Jumat, November 29, 2013

Manusia yang Beruntung

MANUSIA YANG BERUNTUNG
Oleh: Bhikkhu Thitaviriyo


Kiccho manussapatilābho, Kiccham maccana jîvitam
Kiccham saddhammasavanam, Kiccho buddhānam uppādo

Sungguh sulit dapat terlahir sebagai manusia,
Sungguh sulit kehidupan makhluk hidup
Sungguh sulit dapat mendengarkan Dhamma,
Sungguh jarang terlahirnya para Buddha
(Dhammapada 182)

Manusia atau “manussa” dalam bahasa Pā
i berasal dari dua suku kata yaitu mano dan usa. Mano berarti pikiran/batin sedangkan usa berarti luhur. Jadi, manusia atau manussa adalah makhluk yang memiliki batin yang luhur.

Terlahir sebagai manusia merupakan sebuah keberuntungan. Namun banyak orang tidak menyadari keberuntungan ini. Ada dua potensi yang bisa dikembangkan jika hidup sebagai manusia. Kedua potensi itu adalah potensi duniawi yang akan menghantarkan kita pada kebahagiaan duniawi dan potensi spiritual yang akan menghantarkan kita kepada kebahagiaan non duniawi (batiniah). Banyak manusia tidak mengetahui potensi ini sehingga mereka jatuh dalam pelanggaran moral dan keterpurukan mental.
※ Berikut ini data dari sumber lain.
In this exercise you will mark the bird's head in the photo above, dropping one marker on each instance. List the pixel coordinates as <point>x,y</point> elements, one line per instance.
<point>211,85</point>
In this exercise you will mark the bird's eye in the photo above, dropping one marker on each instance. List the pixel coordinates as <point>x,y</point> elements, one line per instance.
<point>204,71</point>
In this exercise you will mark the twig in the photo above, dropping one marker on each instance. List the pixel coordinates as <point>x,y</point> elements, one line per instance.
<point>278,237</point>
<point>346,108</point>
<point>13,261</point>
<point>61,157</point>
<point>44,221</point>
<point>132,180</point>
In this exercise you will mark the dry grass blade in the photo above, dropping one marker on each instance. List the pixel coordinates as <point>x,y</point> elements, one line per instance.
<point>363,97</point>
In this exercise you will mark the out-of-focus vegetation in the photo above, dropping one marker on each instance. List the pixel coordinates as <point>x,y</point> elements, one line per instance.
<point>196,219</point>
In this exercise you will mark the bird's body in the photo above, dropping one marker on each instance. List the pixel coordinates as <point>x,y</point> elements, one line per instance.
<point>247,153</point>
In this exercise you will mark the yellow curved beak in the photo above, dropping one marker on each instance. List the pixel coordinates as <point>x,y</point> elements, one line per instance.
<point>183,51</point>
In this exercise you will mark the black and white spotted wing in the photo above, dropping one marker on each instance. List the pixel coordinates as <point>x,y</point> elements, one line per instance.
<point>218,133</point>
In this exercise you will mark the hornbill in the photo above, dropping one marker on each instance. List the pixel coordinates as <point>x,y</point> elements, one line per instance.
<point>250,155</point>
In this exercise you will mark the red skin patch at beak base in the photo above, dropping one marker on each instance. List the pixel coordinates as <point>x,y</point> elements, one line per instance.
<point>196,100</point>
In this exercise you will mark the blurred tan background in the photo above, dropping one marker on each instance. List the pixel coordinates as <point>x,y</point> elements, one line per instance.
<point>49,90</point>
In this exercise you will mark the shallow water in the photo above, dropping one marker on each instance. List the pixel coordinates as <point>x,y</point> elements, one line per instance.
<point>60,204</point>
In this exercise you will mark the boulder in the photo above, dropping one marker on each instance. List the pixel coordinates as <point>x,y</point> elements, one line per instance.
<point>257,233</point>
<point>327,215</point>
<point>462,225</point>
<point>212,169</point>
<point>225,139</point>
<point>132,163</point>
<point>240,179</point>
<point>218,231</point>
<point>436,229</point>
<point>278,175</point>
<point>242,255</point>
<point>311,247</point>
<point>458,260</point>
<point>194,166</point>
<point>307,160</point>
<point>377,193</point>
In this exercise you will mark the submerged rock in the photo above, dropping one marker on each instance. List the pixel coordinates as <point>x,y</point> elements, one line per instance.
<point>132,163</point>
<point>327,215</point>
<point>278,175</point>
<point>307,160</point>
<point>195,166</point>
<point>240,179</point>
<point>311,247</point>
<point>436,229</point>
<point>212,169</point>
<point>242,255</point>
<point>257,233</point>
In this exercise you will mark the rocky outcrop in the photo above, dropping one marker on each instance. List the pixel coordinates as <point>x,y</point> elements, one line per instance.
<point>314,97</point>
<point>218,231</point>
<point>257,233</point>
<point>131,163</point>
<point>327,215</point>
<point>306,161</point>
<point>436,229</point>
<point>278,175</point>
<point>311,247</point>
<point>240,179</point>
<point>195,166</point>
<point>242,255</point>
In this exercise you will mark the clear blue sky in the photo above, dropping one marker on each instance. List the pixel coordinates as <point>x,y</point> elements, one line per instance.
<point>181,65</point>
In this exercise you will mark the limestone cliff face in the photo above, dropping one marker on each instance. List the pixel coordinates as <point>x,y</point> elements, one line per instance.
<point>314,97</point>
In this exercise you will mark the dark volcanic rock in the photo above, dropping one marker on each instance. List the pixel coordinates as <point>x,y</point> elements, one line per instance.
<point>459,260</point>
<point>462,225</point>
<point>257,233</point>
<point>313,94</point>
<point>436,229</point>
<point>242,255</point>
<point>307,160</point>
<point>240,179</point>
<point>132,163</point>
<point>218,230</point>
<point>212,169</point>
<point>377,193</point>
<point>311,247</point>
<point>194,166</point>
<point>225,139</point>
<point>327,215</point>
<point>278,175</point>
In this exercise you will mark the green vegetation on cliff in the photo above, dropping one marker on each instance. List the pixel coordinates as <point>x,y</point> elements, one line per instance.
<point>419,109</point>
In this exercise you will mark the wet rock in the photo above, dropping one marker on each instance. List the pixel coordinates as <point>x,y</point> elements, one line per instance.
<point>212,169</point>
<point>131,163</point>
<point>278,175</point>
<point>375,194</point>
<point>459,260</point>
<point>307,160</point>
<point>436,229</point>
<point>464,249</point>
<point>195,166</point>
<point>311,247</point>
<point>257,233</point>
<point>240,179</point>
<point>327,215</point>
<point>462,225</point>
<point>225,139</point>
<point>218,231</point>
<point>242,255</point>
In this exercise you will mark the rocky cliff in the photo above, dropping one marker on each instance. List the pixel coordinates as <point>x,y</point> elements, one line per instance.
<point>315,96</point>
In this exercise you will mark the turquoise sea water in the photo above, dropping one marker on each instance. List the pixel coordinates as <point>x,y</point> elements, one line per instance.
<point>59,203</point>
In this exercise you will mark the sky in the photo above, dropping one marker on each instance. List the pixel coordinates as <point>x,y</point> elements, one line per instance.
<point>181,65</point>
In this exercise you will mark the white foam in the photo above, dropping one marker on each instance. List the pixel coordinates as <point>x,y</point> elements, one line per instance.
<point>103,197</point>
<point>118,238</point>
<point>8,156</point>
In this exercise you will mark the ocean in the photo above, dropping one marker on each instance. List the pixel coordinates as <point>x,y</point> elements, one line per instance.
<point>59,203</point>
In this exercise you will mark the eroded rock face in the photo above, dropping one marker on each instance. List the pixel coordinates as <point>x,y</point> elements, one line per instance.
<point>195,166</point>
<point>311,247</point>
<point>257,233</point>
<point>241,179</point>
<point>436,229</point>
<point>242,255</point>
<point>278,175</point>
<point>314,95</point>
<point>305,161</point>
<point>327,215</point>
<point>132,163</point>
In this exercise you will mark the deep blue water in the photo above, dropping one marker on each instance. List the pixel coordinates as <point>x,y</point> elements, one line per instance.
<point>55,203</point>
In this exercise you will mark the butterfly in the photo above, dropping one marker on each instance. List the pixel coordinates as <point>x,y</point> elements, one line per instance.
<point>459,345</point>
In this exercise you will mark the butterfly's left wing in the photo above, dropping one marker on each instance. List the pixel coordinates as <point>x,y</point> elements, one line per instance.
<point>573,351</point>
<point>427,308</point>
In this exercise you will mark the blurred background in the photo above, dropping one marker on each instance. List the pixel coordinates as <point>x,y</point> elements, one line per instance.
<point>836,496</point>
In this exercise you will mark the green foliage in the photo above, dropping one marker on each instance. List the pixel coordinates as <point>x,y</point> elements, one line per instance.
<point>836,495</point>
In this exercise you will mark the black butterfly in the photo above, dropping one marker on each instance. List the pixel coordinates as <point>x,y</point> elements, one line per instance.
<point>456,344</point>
Dalam Samyutta Nikāya (Opammasamyutta), Sang Buddha waktu itu berdiam di Savathi pernah memberikan perumpamaan sebagai berikut;

Sang Bhagava mengambil sedikit tanah dengan kuku jarinya, dan Beliau berkata: “O para bhikkhu, bagaimana pendapatmu, mana yang lebih banyak, tanah yang ada di kuku jari saya ini atau tanah yang ada di bumi ini?”

“Tanah yang ada di bumi inilah yang lebih banyak, bhante. Sedangkan tanah yang ada di kuku Sang Bhagava jauh lebih sedikit dan tidak ada artinya. Tanah yang ada di bumi ini jauh lebih banyak, tidak dapat dihitung, tidak layak dibandingkan.”

“Demikian juga O para bhikkhu, makhluk-makhluk yang terlahir kembali sebagai manusia sangatlah sedikit jumlahnya. Sedangkan makhluk-makhluk yang terlahir sebagai bukan manusia jauh lebih banyak. Oleh karena itu O para bhikkhu, kalian seharusnya melatih diri demikian: ‘kami akan berdiam dan berlatih dengan rajin, demikianlah seharusnya kalian melatih diri”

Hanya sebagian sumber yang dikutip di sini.